DR Best Practices In a Virtualized Environment?

Running our Appliance (ZCA), ZCS on VMware, or any other virtual machine software? Post your thoughts here.
Post Reply
User avatar
L. Mark Stone
Ambassador
Ambassador
Posts: 2796
Joined: Wed Oct 09, 2013 11:35 am
Location: Portland, Maine, US
ZCS/ZD Version: 10.0.6 Network Edition
Contact:

DR Best Practices In a Virtualized Environment?

Post by L. Mark Stone »

WE ARE A ZIMBRA HOSTING PROVIDER PROVIDER RUNNING A VIRTUALISED ZIMBRA FARM ON 7.2.1 PRESENTLY; WE ALSO SUPPORT MULTIPLE CLIENTS' VIRTUALISED ZIMBRA MULTI- AND SINGLE-SERVER ENVIRONMENTS. ALL OF OUR STORAGE IS SAN-BACKED.
WE ARE LOOKING TO IMPROVE OUR DR METHODOLOGIES IN THE EVENT A SANDY/IRENE/KATRINA OR SIMILAR EVENT TAKES, OR IS EXPECTED TO TAKE, DOWN THE PRIMARY DATA CENTER SITE, AND A FAILOVER TO THE SECONDARY DATA CENTER AT LEAST SEVERAL HUNDRED MILES AWAY IS MADE.
SPECIFICALLY, WE ARE LOOKING FOR A ZIMBRA-SUPPORTED PROCESS WHICH:



IS HYPERVISOR AGNOSTIC (BUT WHICH MAY RELY ON HYPERVISOR-SPECIFIC DATA TRANSPORT TOOLS).

IS DATA-SAFE (E.G. DOES NOT RELY ON RSYNCING THE ENTIRE /OPT/ZIMBRA TREE WITHOUT USING LDIF TO COPY LDAP FROM THE PRODUCTION TO THE DR SITE WITH ZIMBRA VERSIONS PRIOR TO 8).

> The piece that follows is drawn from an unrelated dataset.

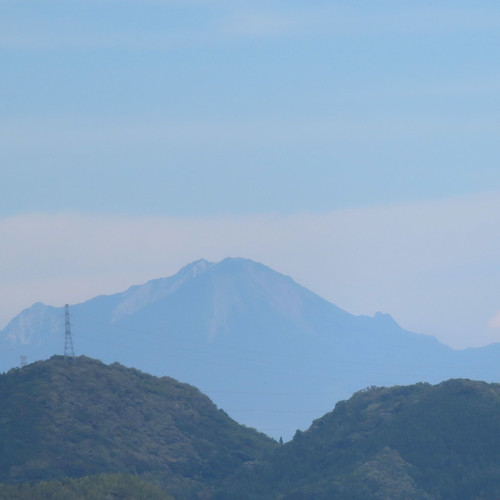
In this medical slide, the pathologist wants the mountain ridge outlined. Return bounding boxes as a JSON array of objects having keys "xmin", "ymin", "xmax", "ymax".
[{"xmin": 0, "ymin": 258, "xmax": 500, "ymax": 439}]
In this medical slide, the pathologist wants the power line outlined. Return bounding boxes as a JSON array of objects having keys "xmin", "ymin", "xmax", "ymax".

IS, TO THE EXTENT POSSIBLE, ZIMBRA SERVER-VERSION AGNOSTIC.

BY LEVERAGING INTRA-DAY TRANSPORT OF THE REDO LOGS, MINIMIZES LOSS OF DATA WHEN FAILING OVER TO THE DR SITE.

MINIMIZES THE TIME TO "LIGHT UP" A WORKING DR SITE ONCE A DECISION IS MADE TO FAILOVER.




BACKGROUND

HISTORICALLY OUR DR HAS RELIED ON HAVING COLD STANDBY ZIMBRA SERVERS READY IN THE SECONDARY DATA CENTER; RSYNCING THE ZIMBRA NE BACKUPS FROM THE PRIMARY TO THE SECONDARY DATA CENTER; RUNNING ZMRESTORELDAP AND ZMRESTOREOFFLINE FOLLOWED BY MAKING CHANGES TO PUBLIC DNS TO COMPLETE THE FAILOVER. AS THE STORE SIZES GROW, THIS PROCESS CONSUMES A GREAT DEAL OF INTER-DATA CENTER BANDWIDTH (TO RSYNC THE BACKUPS) AND INCREASES THE TIME TO COMPLETE THE FAILOVER AS ZMRESTOREOFFLINE TAKES A FAIR AMOUNT OF TIME TO DO ITS WORK.
THE ADMIN GUIDE POINTS OUT (NE 7.2, APRIL 2012 EDITION, PAGE 239) THAT STORAGE LAYER SNAPSHOTS, IN CONJUNCTION WITH ZMPLAYREDO, MAY BE USED AS AN ALTERNATIVE TO ZIMBRA'S OWN BACKUP AND RESTORE FEATURE BY LEVERAGING ZIMBRA'S REDO LOGS. BUT THE ADMIN GUIDE DOES NOT LAY OUT THE ENTIRE REDOLOG DR PROCESS TO THE EXTENT IT DOES FOR A ZIMBRA SERVER REPLACEMENT.
CONSEQUENTLY, WE ARE STARTING THIS THREAD TO TRY TO DOCUMENT THIS REDO LOG-BASED DR PROCESS. ONCE DONE, I'M HAPPY TO WRITE A WIKI ARTICLE AND SUGGEST ZIMBRA MARK IT AS CERTIFIED DOCUMENTATION ONCE THEY HAVE QA'D IT. WE ARE SEEING HARDLY ANY NEW ZIMBRA INSTALLS GOING ON BARE METAL, SO UPGRADING THE DOCUMENTED DR PROCESSES TO TAKE ADVANTAGE OF HYPERVISOR-RELATED TECHNOLOGIES SEEMS TIMELY. PLEASE HELP!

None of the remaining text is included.